Only once before had Suri been so high in a tree during a storm. She never wanted to do that again. This wasn’t that—it was worse. Petree shook so hard that Suri came out of the nest. If not for her two arms hugging the branches, she would have fallen. As it was, she dangled, legs kicking as the oak did a fine impression of Minna shaking off water. Suri finally knew what a droplet on a strand of wolf fur felt like. Then came the scream. Nothing living was capable of making a sound like that. A high pitched, soul-chilling cry ripped through the night.

Suri continued to hug her new friends, the limbs near the nest, whom she had grown to love in mere seconds. When Petree stopped his acrobatics for a while, Suri took a chance and settled herself back in the nest and waited.

“Suri? Suri, are you up there?” Tura called.

Suri didn’t answer.

What if it impersonates people?

“How do I know you’re really Tura?”

“Because if you don’t get down here this instant, Minna and I are going to go home and finish off the last of the strawberries, and you won’t get any.”

The voice sounded like Tura’s, but the brusque tone was unmistakable. Suri climbed down, which was difficult to do in the dark. Occasionally, she stopped to look below, to be sure an old woman and a wolf waited and not some hideous creature. Hitting dirt, she found Tura and Minna digging a hole beside Petree’s roots.

“What are you doing?” Suri asked. “And where’s the . . . thing?”

“Finishing up my errand,” Tura explained.

“Tura.” Suri looked around concerned. “There was a . . . I don’t know, a . . .”

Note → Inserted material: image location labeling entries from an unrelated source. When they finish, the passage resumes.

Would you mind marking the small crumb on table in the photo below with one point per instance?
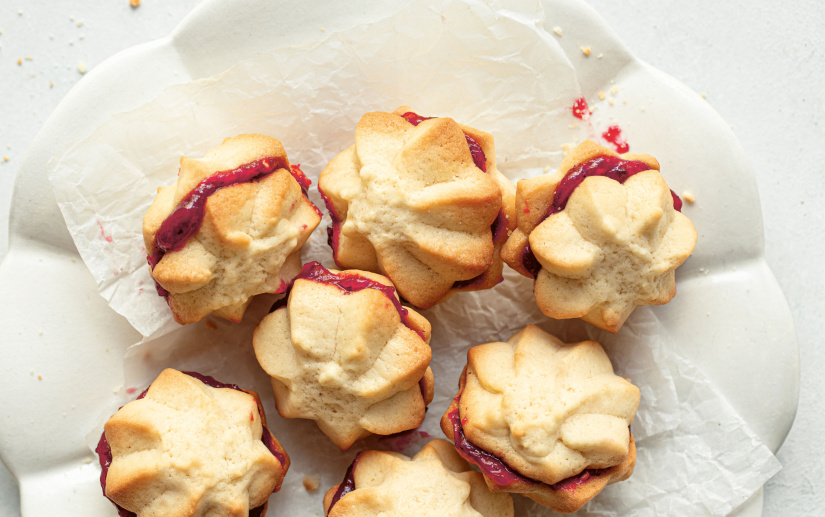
(311, 483)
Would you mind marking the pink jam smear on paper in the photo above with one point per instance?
(104, 451)
(608, 166)
(349, 283)
(580, 109)
(187, 217)
(614, 136)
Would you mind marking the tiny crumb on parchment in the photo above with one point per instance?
(311, 483)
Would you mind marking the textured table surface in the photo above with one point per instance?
(761, 66)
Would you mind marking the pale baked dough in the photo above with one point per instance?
(250, 231)
(190, 449)
(436, 482)
(414, 207)
(614, 247)
(549, 410)
(347, 360)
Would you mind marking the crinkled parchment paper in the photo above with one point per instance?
(484, 65)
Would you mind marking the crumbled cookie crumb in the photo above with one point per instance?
(311, 483)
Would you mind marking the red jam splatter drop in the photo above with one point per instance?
(580, 109)
(104, 450)
(611, 167)
(614, 136)
(349, 283)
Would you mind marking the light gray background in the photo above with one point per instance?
(761, 64)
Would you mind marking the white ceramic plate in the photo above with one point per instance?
(741, 334)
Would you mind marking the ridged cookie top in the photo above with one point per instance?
(436, 482)
(347, 355)
(548, 409)
(612, 244)
(410, 202)
(249, 228)
(189, 449)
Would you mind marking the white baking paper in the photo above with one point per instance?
(491, 67)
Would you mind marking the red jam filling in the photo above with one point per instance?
(499, 472)
(104, 451)
(499, 230)
(608, 166)
(349, 283)
(186, 219)
(347, 484)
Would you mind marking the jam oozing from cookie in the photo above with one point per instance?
(347, 485)
(349, 283)
(499, 230)
(611, 167)
(475, 149)
(498, 471)
(186, 218)
(492, 467)
(104, 450)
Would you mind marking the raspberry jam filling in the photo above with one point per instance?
(347, 484)
(499, 472)
(499, 230)
(611, 167)
(349, 283)
(186, 218)
(104, 451)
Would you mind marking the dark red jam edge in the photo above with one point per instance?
(499, 472)
(611, 167)
(187, 217)
(347, 484)
(349, 283)
(104, 451)
(499, 231)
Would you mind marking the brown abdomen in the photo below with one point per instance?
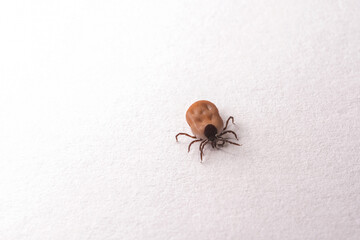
(202, 113)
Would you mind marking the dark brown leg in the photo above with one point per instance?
(202, 149)
(198, 140)
(227, 122)
(202, 144)
(184, 134)
(232, 143)
(228, 131)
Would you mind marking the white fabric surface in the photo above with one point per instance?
(93, 92)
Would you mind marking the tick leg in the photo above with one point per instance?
(232, 143)
(202, 144)
(198, 140)
(184, 134)
(229, 132)
(202, 148)
(227, 122)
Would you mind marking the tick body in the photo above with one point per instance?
(207, 126)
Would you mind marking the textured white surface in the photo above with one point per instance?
(93, 92)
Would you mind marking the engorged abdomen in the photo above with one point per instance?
(202, 113)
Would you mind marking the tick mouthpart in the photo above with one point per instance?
(210, 132)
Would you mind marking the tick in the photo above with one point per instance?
(207, 126)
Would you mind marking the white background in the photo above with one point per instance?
(92, 94)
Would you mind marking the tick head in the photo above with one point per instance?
(210, 132)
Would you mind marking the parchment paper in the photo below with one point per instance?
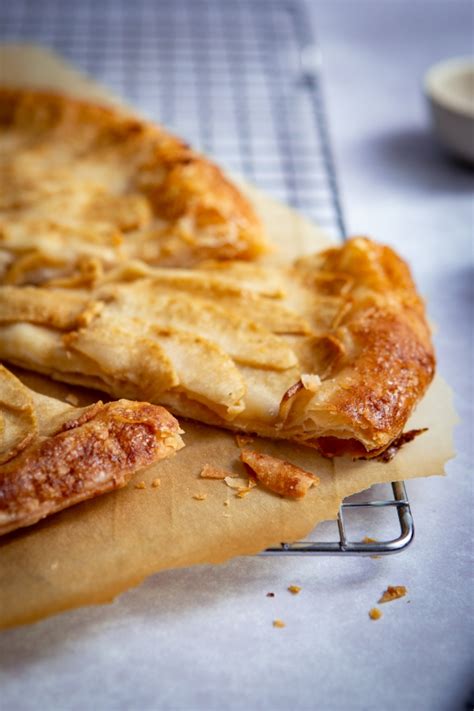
(92, 552)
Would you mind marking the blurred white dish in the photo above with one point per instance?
(449, 87)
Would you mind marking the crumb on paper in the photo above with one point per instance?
(397, 444)
(242, 493)
(210, 472)
(393, 592)
(311, 382)
(243, 440)
(72, 399)
(294, 589)
(375, 613)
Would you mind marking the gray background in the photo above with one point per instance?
(202, 638)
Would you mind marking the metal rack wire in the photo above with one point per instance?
(240, 81)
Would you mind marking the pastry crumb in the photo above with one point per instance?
(210, 472)
(72, 399)
(278, 475)
(294, 589)
(375, 613)
(393, 592)
(239, 485)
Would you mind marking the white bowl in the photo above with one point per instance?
(449, 87)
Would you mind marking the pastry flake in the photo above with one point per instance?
(86, 186)
(346, 383)
(393, 592)
(73, 454)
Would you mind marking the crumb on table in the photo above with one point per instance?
(210, 472)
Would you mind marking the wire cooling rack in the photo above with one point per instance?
(241, 81)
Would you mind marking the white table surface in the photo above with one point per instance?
(202, 638)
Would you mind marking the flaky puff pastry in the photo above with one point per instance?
(54, 455)
(333, 352)
(85, 187)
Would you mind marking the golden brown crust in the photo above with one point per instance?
(86, 186)
(91, 454)
(346, 383)
(278, 475)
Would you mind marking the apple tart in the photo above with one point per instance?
(54, 455)
(85, 187)
(333, 351)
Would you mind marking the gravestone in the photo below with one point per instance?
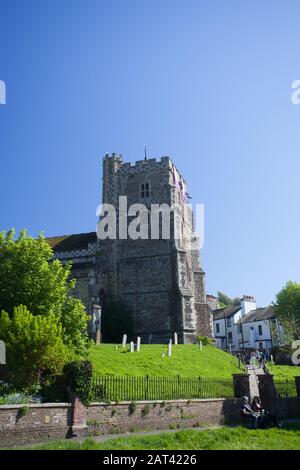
(170, 348)
(124, 341)
(2, 353)
(98, 337)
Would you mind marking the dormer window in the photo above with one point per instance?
(145, 190)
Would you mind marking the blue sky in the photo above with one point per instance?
(206, 82)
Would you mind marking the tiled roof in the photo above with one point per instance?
(266, 313)
(78, 241)
(225, 312)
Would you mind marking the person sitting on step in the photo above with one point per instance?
(265, 418)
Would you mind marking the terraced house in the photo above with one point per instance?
(246, 327)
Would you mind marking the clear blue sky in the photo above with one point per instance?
(206, 82)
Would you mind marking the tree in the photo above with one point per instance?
(287, 310)
(116, 321)
(34, 344)
(29, 276)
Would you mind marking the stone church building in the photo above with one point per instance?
(160, 280)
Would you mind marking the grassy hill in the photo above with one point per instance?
(186, 360)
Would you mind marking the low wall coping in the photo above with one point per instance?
(35, 405)
(182, 400)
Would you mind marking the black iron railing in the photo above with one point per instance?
(125, 388)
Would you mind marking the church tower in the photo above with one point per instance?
(160, 280)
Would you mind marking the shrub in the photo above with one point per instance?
(79, 375)
(132, 408)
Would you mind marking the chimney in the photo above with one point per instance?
(248, 303)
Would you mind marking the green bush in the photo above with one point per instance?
(79, 376)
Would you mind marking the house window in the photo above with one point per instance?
(145, 190)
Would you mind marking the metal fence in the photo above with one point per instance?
(285, 387)
(123, 388)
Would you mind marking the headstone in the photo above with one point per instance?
(2, 353)
(124, 341)
(175, 338)
(98, 337)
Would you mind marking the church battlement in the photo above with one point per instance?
(114, 164)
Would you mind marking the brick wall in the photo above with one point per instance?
(122, 417)
(56, 421)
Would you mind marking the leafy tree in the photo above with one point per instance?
(29, 276)
(116, 320)
(287, 310)
(35, 347)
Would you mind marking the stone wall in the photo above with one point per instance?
(125, 416)
(22, 424)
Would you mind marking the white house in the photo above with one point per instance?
(256, 330)
(226, 320)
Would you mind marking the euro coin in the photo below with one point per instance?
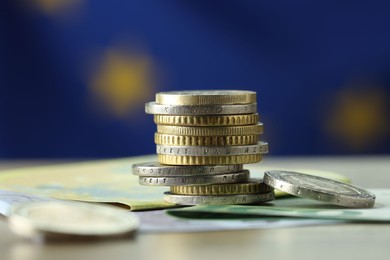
(219, 199)
(155, 169)
(64, 219)
(154, 108)
(318, 188)
(223, 120)
(259, 148)
(251, 186)
(188, 140)
(195, 180)
(202, 97)
(208, 160)
(210, 131)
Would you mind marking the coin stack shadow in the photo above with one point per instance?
(203, 139)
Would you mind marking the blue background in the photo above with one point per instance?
(320, 68)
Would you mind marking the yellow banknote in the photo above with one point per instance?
(104, 181)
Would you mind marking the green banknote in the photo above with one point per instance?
(107, 181)
(295, 207)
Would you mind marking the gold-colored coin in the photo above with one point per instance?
(226, 120)
(210, 131)
(187, 140)
(251, 186)
(208, 160)
(206, 97)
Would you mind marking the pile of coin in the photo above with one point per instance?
(203, 139)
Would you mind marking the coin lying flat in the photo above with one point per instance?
(223, 120)
(318, 188)
(219, 199)
(195, 180)
(251, 186)
(210, 131)
(154, 108)
(187, 140)
(155, 169)
(259, 148)
(208, 160)
(56, 219)
(200, 97)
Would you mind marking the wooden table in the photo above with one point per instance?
(342, 241)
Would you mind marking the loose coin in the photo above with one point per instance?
(154, 169)
(318, 188)
(219, 199)
(208, 160)
(188, 140)
(154, 108)
(251, 186)
(64, 219)
(210, 131)
(259, 148)
(224, 120)
(195, 180)
(200, 97)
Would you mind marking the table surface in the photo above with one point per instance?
(341, 241)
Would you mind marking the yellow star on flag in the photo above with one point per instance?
(359, 118)
(123, 80)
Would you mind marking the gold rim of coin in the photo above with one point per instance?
(57, 218)
(251, 186)
(208, 160)
(186, 140)
(226, 120)
(206, 97)
(210, 131)
(220, 199)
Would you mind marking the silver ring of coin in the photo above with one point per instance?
(155, 169)
(318, 188)
(259, 148)
(195, 180)
(219, 199)
(59, 219)
(159, 109)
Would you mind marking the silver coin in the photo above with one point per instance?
(199, 97)
(259, 148)
(155, 169)
(318, 188)
(195, 180)
(70, 219)
(219, 199)
(158, 109)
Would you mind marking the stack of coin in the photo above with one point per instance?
(203, 139)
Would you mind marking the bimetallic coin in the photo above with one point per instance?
(251, 186)
(318, 188)
(188, 140)
(201, 97)
(208, 160)
(224, 120)
(154, 169)
(64, 219)
(210, 131)
(154, 108)
(219, 199)
(195, 180)
(259, 148)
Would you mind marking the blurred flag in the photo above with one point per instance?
(75, 74)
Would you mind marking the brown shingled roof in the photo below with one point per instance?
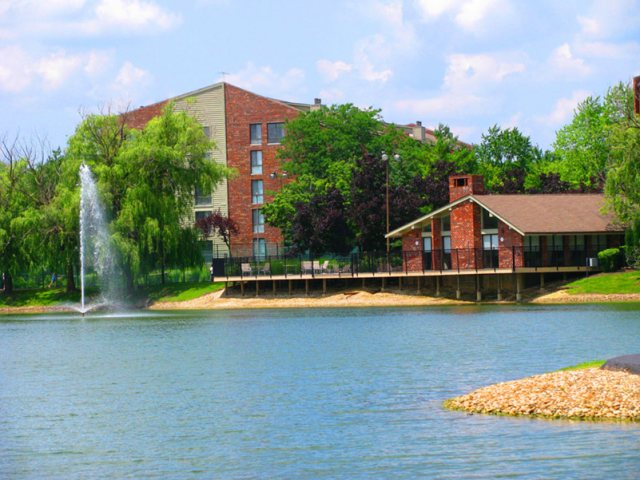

“A raow,” Tura replied. “Yes, it’s gone now.”

“Gone where?”

Tura looked at Petree as if the two shared a secret. “Doesn’t matter, does it? What’s more important is the strawberries. I don’t know about you, but I’m starved.”

Tura had the bone that Suri had thrown. She placed it in the hole and covered it up with dirt. Patting the loose soil down, pressing it firm, she smiled. “There, that’s the last of it.”

“Tura, what’s a raow?”

“Strawberries, dear. Think about the strawberries.”

“Are you bleeding?” Suri asked, seeing dark slashes across Tura’s face that were dripping blood.

Tura’s cloak was shredded into ragged strips. She held her arm clutched to her side as if it was hurt.

“Tura? What’s a raow? What kind of a mystic will I be if I don’t know everything you do?”

Tura sighed. “There are some things we shouldn’t ever know.”

Suri folded her arms in defiance.

Tura frowned. “Fine. A raow is an evil spirit that invades a . . . ah . . . a person . . . a person who is lost. Yes, that’s it. There. Now you know. I sealed this one up in the oak. Not the best choice. An ash would have been better or even our hawthorn, but . . .” She looked up at Petree and patted the trunk. “This old gal ought to do fine.”

“Gal?” Suri said. “I thought Petree was a he.

“Petree?” Tura smirked. “That’s not right. Her name is Evla Turin.”